A living website is one that is constantly growing over a period of time. It grows via a blog, or by supplying creative fresh content on new pages. In the past, the website design process would go as follows: pay a developer for the design, supply him or her your initial content, continually supply fresh content to the web developer to make those changes to your site (paying him or her a fee each time you do so). Not only is this cost prohibitive, but it does not encourage the website owner to supply lots of new content on a frequent basis (a key factor in search engine optimization). Today, more and more websites are coming alive thanks to Content Management Systems (CMS). CMS for websites allow website owners to update certain content via electronic forms as opposed to changing the raw HTML code or other programing language.

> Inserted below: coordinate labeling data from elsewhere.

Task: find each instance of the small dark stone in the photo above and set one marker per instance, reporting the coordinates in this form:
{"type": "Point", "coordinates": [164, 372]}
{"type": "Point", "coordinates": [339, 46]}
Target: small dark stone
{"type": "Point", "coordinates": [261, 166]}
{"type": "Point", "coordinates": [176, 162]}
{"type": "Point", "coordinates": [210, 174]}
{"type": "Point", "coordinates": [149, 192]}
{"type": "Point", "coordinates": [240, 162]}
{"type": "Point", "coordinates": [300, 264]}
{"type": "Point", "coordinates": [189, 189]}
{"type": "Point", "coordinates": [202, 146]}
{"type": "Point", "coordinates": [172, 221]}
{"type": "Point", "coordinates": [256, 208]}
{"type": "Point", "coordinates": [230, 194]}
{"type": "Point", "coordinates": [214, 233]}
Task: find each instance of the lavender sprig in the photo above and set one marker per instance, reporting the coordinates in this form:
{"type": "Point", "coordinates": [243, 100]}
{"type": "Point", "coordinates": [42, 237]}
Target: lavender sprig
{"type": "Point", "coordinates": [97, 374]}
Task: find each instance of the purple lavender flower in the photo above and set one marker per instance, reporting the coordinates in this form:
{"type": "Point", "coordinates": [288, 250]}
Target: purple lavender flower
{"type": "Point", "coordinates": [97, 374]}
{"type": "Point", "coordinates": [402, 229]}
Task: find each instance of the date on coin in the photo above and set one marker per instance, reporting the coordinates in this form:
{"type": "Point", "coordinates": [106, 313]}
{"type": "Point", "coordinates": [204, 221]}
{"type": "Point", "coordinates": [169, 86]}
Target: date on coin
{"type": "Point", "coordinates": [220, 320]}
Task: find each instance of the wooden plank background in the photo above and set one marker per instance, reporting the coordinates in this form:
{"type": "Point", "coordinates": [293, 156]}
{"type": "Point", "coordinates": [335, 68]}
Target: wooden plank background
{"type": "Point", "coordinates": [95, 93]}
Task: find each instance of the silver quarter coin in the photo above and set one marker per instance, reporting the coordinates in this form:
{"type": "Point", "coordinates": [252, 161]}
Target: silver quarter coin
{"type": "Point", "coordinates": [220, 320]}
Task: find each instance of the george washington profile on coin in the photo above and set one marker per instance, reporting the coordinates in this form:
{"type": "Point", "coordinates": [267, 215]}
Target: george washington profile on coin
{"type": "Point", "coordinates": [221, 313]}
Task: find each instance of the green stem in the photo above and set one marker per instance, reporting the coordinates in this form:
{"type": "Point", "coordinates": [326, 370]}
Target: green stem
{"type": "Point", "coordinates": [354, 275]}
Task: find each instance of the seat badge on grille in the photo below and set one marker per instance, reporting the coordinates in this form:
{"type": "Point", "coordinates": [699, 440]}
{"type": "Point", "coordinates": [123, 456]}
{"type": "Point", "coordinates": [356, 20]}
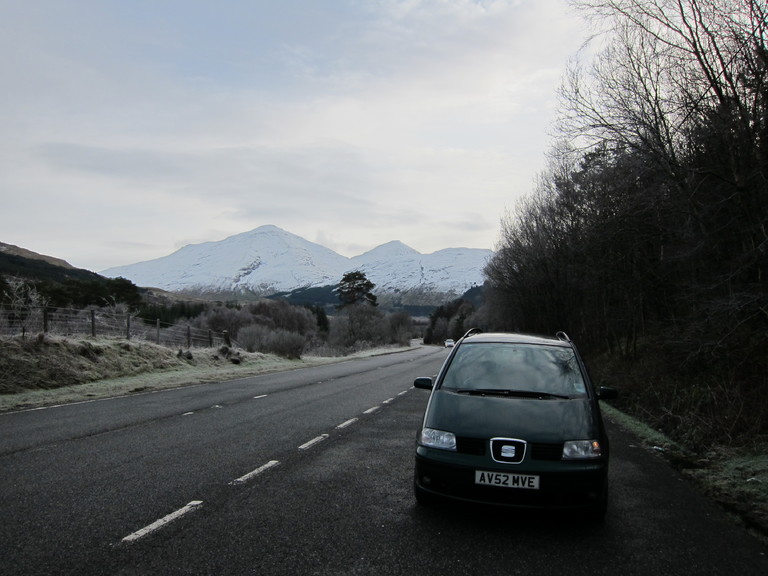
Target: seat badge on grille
{"type": "Point", "coordinates": [508, 451]}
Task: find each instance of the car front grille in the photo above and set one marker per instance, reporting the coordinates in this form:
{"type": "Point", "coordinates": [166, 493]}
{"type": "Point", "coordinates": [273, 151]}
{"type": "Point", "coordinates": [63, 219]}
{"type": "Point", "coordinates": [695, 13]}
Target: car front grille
{"type": "Point", "coordinates": [539, 451]}
{"type": "Point", "coordinates": [474, 446]}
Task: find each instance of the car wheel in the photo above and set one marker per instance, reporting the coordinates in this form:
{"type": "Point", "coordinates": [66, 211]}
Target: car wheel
{"type": "Point", "coordinates": [600, 507]}
{"type": "Point", "coordinates": [423, 497]}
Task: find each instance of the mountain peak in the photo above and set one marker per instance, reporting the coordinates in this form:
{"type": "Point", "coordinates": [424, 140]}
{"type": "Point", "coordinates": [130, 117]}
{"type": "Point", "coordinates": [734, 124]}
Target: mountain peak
{"type": "Point", "coordinates": [269, 259]}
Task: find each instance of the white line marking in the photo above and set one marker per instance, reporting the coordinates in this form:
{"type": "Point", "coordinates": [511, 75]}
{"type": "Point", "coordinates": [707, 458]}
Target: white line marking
{"type": "Point", "coordinates": [259, 470]}
{"type": "Point", "coordinates": [163, 521]}
{"type": "Point", "coordinates": [347, 423]}
{"type": "Point", "coordinates": [313, 442]}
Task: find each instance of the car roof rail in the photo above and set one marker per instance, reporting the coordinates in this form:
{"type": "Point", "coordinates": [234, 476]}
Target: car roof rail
{"type": "Point", "coordinates": [472, 331]}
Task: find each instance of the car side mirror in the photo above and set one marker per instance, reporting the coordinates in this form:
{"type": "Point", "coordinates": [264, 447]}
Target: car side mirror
{"type": "Point", "coordinates": [423, 382]}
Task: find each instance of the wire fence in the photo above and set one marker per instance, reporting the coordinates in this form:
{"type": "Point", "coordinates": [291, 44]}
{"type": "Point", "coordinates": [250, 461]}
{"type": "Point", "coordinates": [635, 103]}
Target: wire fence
{"type": "Point", "coordinates": [108, 322]}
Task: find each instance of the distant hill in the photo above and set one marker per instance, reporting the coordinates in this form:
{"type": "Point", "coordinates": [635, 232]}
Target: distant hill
{"type": "Point", "coordinates": [268, 261]}
{"type": "Point", "coordinates": [60, 283]}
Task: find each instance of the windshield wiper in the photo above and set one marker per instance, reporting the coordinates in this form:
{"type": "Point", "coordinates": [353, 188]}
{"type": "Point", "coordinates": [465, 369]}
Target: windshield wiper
{"type": "Point", "coordinates": [510, 393]}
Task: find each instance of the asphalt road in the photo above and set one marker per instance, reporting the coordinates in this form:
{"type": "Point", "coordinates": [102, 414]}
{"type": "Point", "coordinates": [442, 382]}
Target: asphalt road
{"type": "Point", "coordinates": [310, 472]}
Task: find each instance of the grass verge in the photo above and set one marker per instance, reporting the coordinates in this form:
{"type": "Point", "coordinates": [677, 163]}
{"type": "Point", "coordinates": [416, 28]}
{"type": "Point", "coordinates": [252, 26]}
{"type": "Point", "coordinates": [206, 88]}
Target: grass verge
{"type": "Point", "coordinates": [735, 477]}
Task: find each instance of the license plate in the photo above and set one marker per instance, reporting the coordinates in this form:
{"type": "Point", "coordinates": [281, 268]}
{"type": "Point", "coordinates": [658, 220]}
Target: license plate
{"type": "Point", "coordinates": [504, 480]}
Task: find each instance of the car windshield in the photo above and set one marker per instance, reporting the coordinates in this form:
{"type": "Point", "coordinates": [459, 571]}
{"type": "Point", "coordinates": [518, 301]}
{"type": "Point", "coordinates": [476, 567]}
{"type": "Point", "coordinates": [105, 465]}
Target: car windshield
{"type": "Point", "coordinates": [515, 369]}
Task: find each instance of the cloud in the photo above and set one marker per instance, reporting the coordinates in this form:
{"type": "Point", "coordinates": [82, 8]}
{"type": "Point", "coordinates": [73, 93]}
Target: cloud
{"type": "Point", "coordinates": [130, 127]}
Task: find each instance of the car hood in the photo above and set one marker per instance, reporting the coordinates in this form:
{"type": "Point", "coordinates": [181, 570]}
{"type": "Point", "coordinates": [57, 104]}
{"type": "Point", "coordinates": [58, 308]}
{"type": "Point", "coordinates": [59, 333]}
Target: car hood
{"type": "Point", "coordinates": [534, 420]}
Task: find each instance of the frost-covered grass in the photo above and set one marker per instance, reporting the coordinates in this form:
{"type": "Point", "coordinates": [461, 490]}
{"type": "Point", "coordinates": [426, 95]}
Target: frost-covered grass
{"type": "Point", "coordinates": [737, 478]}
{"type": "Point", "coordinates": [49, 370]}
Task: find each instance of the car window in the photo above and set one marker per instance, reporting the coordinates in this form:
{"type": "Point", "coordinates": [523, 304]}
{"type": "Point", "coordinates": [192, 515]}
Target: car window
{"type": "Point", "coordinates": [519, 367]}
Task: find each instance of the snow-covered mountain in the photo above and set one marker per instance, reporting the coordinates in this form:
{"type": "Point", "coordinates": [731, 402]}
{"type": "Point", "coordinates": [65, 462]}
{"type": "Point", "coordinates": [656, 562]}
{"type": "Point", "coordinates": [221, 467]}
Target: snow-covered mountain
{"type": "Point", "coordinates": [268, 260]}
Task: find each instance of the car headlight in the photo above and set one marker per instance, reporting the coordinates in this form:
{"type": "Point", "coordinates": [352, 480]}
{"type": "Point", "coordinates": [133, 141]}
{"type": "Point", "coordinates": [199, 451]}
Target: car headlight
{"type": "Point", "coordinates": [438, 439]}
{"type": "Point", "coordinates": [579, 449]}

So what are the benefits to CMS:
- Saves Money — Less maintenance performed on the site by your web designer
- More Business – A website that is managed with CMS is up to date, which is a major factor in your visitors taking the next step and contacting your business
- Search Engine Optimization (SEO) — A website with lots of fresh content shows up higher in search engines
One drawback of CMS designed websites is that they usually cost more upfront because the website developer has to design your site around a CMS framework. This involves a more sophisticated programing language such as PHP and knowledge of a particular CMS system. Some example of CMS systems include:
- CMS Made Simple
Usually CMS frameworks have default themes that can be used with them, but who wants a website that is not unique. A good website developer can build a custom theme around a certain CMS framework so that the website owner can easily adjust his or her website as often as they like without any maintenance fees or delay. Keep in mind that not everything can, or should be capable of being altered or updated with CMS. Your website developer should focus particular aspects of your website that are likely to be changing around CMS, but leave other parts hard coded for simplicity purposes. If you could change every part of a website with CMS, it would not only be a security risk, but its likely the user could delete parts of the website by accident.